Les deux médecins se regardèrent, comme pour se prendre l’un l’autre à témoin de l’inutilité d’une telle question, et le plus âgé répondit avec patience :

– Nous avons pratiqué deux injections de sérum sans résultat. Nous ne pouvons plus rien, mon ami.

– Plus rien !... Pensez-vous que l’enfant vive longtemps encore ?

– Longtemps ?... répéta le plus jeune avec surprise, presque avec ironie.

– Je veux dire quelques heures.

– Quelques heures, oui, peut-être.

– On ne sait jamais, ajouta le premier que l’expérience avait rendu plus circonspect.

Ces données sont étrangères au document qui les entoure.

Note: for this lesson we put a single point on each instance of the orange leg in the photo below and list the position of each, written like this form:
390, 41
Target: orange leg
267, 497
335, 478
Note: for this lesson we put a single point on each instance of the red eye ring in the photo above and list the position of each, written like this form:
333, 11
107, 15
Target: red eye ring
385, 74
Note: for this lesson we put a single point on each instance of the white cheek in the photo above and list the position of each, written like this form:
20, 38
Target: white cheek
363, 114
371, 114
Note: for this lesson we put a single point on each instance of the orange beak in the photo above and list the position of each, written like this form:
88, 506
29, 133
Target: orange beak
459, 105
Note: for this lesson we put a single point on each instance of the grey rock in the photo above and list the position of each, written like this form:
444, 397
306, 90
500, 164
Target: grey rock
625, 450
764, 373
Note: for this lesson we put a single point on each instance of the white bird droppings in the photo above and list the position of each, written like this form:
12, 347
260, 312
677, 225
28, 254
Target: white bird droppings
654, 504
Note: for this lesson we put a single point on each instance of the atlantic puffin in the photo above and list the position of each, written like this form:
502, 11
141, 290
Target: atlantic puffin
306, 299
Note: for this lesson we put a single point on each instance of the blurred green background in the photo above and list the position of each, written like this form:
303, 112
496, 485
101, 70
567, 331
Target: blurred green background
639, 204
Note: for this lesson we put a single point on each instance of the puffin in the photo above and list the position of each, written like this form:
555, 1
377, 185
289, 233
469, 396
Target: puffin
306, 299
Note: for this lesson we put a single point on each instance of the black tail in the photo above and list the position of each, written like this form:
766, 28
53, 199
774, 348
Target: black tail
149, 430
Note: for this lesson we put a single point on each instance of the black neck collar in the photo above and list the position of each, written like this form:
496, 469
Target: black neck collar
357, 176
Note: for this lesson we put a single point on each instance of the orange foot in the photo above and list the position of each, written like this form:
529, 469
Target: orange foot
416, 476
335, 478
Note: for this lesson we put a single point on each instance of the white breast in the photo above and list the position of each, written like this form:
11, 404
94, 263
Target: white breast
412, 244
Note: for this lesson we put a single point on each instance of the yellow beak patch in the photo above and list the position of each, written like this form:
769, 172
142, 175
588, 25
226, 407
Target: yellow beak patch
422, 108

Dans tous les cas, mon ami, il ne souffrira pas.

– Merci, messieurs, d’être venus de si loin, murmura, le docteur Brunoy, tandis que ses deux collègues s’installaient sous de chaudes couvertures dans le traîneau qui les attendait.

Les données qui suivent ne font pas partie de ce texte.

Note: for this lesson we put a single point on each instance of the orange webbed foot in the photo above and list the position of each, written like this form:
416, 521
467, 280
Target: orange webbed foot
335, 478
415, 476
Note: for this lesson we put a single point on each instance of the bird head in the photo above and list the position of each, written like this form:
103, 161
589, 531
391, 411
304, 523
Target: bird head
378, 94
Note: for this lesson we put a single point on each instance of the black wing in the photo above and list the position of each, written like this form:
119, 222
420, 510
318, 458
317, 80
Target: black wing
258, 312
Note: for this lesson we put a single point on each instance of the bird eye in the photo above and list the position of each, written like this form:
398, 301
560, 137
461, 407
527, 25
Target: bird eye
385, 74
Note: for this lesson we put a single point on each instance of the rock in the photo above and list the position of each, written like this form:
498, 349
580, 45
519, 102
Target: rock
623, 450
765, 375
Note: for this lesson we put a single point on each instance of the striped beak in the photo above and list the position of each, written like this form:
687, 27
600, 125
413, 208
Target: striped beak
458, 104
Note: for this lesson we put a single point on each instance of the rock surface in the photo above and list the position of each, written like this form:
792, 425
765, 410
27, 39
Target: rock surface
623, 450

Déjà l’un d’eux tirait sa montre pour calculer l’heure d’arrivée à la ville. N’était-ce pas la veille de Noel, qui est la fête familiale et qui réclame au foyer la présence de tous ? Les mules, sentant les guides, se redressèrent, se mirent en marche, prirent le grand trot, et de son seuil le docteur Brunoy, immobile, glacé, perçut quelques instants le bruit régulier des grelots ; sur le chemin de neige le traîneau fuyait, emportant son espoir.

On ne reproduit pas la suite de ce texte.